Anthropic: Founded in 2021 and headquartered in San Francisco, Anthropic has raised $18.2 billion in total funding with a valuation of $61.5 billion as of August 2025. Major investors include Amazon, Google, SAP, and Salesforce. The company’s primary model, Claude 4, launched in May 2025, includes Opus 4 and Sonnet 4 and supports hybrid reasoning, tool use, memory, and long workflows. Its Sonnet models are particularly effective for coding. The company brands itself as a leader in AI alignment and safety. While OpenAI has a meaningful consumer business with its ChatGPT app, Anthropic drives the majority of its revenue through APIs. The company has also introduced a slew of enterprise ecosystems, including Claude for Enterprise and Claude for Financial Services. In July 2025, Anthropic won a $200 million Department of Defense contract, and it has also deployed its models in federal U.S. agencies through Palantir and AWS.

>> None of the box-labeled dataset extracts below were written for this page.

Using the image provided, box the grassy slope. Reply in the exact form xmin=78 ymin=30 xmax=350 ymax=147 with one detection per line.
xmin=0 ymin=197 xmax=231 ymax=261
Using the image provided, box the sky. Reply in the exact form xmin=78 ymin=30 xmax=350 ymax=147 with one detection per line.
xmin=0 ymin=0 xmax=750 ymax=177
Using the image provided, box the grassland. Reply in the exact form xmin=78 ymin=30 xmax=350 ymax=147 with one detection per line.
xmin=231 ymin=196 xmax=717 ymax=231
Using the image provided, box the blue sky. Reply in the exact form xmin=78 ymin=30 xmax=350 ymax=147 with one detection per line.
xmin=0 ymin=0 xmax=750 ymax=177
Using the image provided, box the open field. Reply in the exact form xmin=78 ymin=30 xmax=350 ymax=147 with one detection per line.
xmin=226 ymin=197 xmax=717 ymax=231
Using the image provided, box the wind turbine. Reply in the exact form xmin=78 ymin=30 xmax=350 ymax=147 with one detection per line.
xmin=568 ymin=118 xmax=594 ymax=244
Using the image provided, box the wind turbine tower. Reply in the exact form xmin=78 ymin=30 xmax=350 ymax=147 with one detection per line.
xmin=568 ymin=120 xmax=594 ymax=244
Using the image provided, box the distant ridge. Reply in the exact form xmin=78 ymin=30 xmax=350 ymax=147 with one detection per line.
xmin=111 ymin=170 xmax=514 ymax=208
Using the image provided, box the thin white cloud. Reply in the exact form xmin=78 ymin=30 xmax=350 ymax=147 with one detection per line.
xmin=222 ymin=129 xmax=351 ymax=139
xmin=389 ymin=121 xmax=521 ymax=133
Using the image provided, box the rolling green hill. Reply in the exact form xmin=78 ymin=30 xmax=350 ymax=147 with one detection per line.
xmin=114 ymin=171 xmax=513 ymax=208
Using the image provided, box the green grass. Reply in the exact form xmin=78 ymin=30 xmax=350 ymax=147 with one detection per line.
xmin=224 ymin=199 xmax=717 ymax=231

Google DeepMind: Founded in 2011 and based in London, UK, DeepMind is a subsidiary of Alphabet. Its mission is to build the next generation of responsible AI that pushes toward Artificial General Intelligence. The company is known for its innovations such as AlphaFold (protein structure prediction), WaveNet (text-to-speech), GATO (multimodal LLM), Gemini Series, Veo-3 (video generation), and Lyria (music). As of August 2025, DeepMind’s efforts have primarily centered around its Gemini series of models. Many of Google’s services, such as data center cooling, Google Maps predictions, and Play Store recommendations, depend on DeepMind innovations. Beyond its AI offerings, DeepMind competes directly with Microsoft through its AI-enabled solutions across Google Workspace (Docs, Sheets, Chats, Meet). In July 2025, the company acquired the IP of Windsurf, an AI coding tool.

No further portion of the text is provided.